Oleh karena itu, yang sangat urgen dalam mengatasi kemiskinan diperlukan sekali instrumen-instrumen hukum dengan perangkat undang-undang zakat yang jelas dan terpadu serta sukses dalam pengetrapan maupun realisasinya melalui bentuk-bentuk sosialisasi UU. No 38 / 1999 tentang Pengelolaan Zakat. Adapun instrumen-instrumen hukum dimaksud adalah bertujuan sebagai pedoman, petunjuk serta juklak/juknis yang dapat digunakan dalam memberdayakan zakat sebagaimana yang terkandung dalam aturan perundang-undangan Pengelolaan Zakat. Sebagaimana kita ketahui bersama bahwa zakat kalau kita ambil secara garis besarnya, maka akan kita temui beberapa hal unsur / komponen terdiri dari 3 unsur ( komponen )sebagai berikut :
a. Unsur / Komponen Amil
b. Unsur / Komponen Muzakki
c. Unsur / Komponen Mustahiq
Dengan demikian apabila ketiga kriteria ini dapat terpenuhi, maka inilah yang dinamakan Zakat, Sebagaimana yang dicontohkan oleh Rasulullah SAW. Bahwa Rasulullah SAW, selalu dalam merealisasikan kewajiban ibadah sosialnya dengan memanfaatkan lembaga zakat yang yang ada yakni unsur Amil untuk, mendistribusikan atau mentasyarufkan zakat-zakat beliau SAW.

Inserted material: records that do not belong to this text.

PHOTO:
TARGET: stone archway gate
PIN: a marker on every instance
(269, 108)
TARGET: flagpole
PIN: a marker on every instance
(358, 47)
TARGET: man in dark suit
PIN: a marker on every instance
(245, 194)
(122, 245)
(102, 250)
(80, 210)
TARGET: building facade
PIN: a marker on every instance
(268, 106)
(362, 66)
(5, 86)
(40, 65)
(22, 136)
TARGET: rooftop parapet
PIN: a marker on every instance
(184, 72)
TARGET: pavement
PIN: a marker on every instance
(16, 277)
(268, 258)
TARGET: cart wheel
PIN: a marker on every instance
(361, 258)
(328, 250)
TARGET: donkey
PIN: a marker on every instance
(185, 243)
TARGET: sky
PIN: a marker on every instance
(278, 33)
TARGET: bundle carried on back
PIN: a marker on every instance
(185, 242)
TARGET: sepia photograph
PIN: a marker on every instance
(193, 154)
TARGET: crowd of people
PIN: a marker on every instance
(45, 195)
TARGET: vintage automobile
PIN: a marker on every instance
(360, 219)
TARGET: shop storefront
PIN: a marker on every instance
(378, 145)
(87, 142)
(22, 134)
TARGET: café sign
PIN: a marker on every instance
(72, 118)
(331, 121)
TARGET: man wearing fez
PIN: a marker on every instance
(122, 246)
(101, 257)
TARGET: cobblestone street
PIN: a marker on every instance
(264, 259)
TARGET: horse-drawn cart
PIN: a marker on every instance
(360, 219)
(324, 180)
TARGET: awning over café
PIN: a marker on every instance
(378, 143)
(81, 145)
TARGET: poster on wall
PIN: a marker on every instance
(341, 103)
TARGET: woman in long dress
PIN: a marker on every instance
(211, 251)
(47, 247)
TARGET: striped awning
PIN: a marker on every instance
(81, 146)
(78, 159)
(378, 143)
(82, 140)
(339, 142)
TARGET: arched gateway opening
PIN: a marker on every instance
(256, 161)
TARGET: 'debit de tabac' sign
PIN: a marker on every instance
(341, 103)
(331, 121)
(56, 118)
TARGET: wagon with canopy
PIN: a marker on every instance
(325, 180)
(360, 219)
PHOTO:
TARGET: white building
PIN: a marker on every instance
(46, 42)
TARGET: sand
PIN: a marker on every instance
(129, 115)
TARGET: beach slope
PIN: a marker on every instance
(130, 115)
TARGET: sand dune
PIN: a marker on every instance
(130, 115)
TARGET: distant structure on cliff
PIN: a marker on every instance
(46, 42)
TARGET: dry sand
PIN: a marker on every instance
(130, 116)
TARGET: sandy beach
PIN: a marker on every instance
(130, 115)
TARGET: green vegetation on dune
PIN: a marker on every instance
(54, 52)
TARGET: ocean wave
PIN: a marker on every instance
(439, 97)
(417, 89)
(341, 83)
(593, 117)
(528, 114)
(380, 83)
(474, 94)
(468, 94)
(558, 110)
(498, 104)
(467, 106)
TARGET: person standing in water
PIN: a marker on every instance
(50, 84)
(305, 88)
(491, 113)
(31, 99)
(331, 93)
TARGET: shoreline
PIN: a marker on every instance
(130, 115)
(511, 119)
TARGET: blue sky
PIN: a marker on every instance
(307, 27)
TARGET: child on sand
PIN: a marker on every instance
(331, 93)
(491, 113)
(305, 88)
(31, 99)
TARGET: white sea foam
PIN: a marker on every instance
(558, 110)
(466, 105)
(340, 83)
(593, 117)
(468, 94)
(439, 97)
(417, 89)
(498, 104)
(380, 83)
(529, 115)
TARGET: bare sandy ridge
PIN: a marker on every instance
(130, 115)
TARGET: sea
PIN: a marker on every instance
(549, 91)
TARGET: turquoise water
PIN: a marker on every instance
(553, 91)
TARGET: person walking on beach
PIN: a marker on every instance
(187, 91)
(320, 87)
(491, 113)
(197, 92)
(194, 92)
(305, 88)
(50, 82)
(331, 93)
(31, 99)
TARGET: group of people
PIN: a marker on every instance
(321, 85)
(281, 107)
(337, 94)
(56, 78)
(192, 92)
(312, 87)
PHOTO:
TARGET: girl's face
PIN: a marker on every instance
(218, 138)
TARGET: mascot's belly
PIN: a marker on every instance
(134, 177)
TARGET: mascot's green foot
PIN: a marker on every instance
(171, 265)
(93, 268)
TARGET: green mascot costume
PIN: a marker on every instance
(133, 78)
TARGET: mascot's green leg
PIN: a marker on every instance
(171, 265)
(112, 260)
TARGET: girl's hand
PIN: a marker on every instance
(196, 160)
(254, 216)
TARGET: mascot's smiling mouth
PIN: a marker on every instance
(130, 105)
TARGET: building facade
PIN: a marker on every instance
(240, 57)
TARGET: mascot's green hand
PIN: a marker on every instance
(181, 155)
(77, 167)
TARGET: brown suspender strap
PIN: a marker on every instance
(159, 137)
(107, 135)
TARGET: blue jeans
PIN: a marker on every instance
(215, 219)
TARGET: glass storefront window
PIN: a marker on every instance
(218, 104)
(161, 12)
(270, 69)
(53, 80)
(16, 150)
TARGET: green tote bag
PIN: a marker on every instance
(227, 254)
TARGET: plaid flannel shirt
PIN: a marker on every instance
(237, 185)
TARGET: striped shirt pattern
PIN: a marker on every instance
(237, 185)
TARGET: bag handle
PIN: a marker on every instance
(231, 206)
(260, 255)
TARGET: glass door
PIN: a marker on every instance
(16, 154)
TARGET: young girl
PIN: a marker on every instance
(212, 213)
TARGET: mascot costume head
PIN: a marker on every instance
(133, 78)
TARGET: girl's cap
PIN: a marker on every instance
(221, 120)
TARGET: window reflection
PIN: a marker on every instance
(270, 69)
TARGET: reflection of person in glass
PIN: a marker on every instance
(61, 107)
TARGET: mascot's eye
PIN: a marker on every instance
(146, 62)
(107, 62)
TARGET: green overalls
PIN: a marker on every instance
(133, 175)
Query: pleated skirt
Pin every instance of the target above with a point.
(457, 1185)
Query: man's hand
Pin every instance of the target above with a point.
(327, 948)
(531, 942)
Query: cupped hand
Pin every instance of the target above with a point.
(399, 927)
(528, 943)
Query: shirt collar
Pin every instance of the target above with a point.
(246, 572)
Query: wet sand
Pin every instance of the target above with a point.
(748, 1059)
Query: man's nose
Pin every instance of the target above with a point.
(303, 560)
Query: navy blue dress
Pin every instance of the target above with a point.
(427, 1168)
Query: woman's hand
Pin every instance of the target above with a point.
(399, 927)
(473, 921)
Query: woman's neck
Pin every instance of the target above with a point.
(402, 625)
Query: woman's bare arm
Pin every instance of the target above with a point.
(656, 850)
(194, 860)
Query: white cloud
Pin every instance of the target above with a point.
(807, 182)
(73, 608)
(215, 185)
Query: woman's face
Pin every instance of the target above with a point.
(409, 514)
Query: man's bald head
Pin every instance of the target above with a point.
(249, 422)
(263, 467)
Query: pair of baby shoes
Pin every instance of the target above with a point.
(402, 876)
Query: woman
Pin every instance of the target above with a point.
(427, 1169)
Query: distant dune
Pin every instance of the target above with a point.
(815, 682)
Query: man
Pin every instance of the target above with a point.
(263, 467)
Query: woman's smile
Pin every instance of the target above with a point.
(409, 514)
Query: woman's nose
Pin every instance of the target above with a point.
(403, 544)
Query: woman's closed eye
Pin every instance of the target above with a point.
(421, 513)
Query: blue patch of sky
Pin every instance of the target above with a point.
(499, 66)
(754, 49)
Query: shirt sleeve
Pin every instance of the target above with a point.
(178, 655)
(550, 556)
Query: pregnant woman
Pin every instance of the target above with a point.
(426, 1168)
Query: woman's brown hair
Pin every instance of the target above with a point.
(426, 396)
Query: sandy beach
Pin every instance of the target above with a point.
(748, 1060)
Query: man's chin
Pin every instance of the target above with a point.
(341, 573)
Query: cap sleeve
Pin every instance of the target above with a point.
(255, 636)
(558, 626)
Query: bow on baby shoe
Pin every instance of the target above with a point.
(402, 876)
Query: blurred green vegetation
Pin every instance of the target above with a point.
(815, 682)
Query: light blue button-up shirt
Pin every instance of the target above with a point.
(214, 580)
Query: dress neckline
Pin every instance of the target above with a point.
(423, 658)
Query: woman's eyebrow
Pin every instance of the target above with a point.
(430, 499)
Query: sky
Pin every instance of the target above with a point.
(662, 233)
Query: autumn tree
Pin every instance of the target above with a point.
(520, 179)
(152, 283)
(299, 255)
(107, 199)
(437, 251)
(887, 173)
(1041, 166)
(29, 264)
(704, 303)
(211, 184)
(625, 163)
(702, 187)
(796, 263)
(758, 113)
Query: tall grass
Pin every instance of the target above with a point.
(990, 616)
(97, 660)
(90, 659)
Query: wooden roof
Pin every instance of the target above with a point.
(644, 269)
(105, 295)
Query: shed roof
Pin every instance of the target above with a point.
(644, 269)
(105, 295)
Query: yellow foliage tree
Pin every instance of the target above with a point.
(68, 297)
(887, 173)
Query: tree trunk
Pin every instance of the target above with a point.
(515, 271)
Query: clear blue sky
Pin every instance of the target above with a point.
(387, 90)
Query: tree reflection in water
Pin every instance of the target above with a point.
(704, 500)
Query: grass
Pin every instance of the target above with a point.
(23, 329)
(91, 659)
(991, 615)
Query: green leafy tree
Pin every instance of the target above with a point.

Maka seharusnya umat islam mengambil ibrah / pelajaran beliau sebagai uswah kita dalam mengaplikasikan / merealisasikan penyaluran zakat secara cepat, tepat memenuhi sasaran kepada mustahiq, contoh yang demikian itu yang patut kita tiru, cermati dan amalkan apa-apa yang diberikan dan dicontohkan oleh Nabi kita Muhammad SAW. Selayaknya sebagai mukmin sejati tentunya kita akan selalu merespon dan merealisasikan bentuk-bentuk, anjuran-anjuran dari Rasulullah SAW tersebut.
Lantas bagaimanakah kalau kita berzakat tidak menyerahkan kepada Amil ? Maka menurut sebagian pandangan / pendapat ulama “Boleh dan syah-syah saja”. Apabila di daerah tersebut ada orang yang bersangkutan belum ada atau belum terkoordinir lembaga-lembaga Zakat atau Amil resmi yang dibentuk oleh masyarakat atau yang kita kenal dengan LAZ atau BAZ Organisasi maupun untuk kalangan PNS ada wadahnya yakni BAZ sebagai lembaga Zakat atau UPZ-UPZ di tempat instansinya masing-masing. Komponen / unsur yang kedua adalah muzakki sebagai wajib Zakat yang harus mengeluarkan sebagian dari hartanya, karena didalam harta orang-orang kaya ada hak untuk orang-orang miskin yang tentunya tercover kedalam 8 asnaf. Komponen / unsur ketiga adalah mustahiq adalah orang-orangyang berhak menerima Zakat dari para Muzakki yang dikelola oleh AMIL untuk dipergunakan dan disalurkan kepada para Dhu’afa / Mustahiq (8 asnaf).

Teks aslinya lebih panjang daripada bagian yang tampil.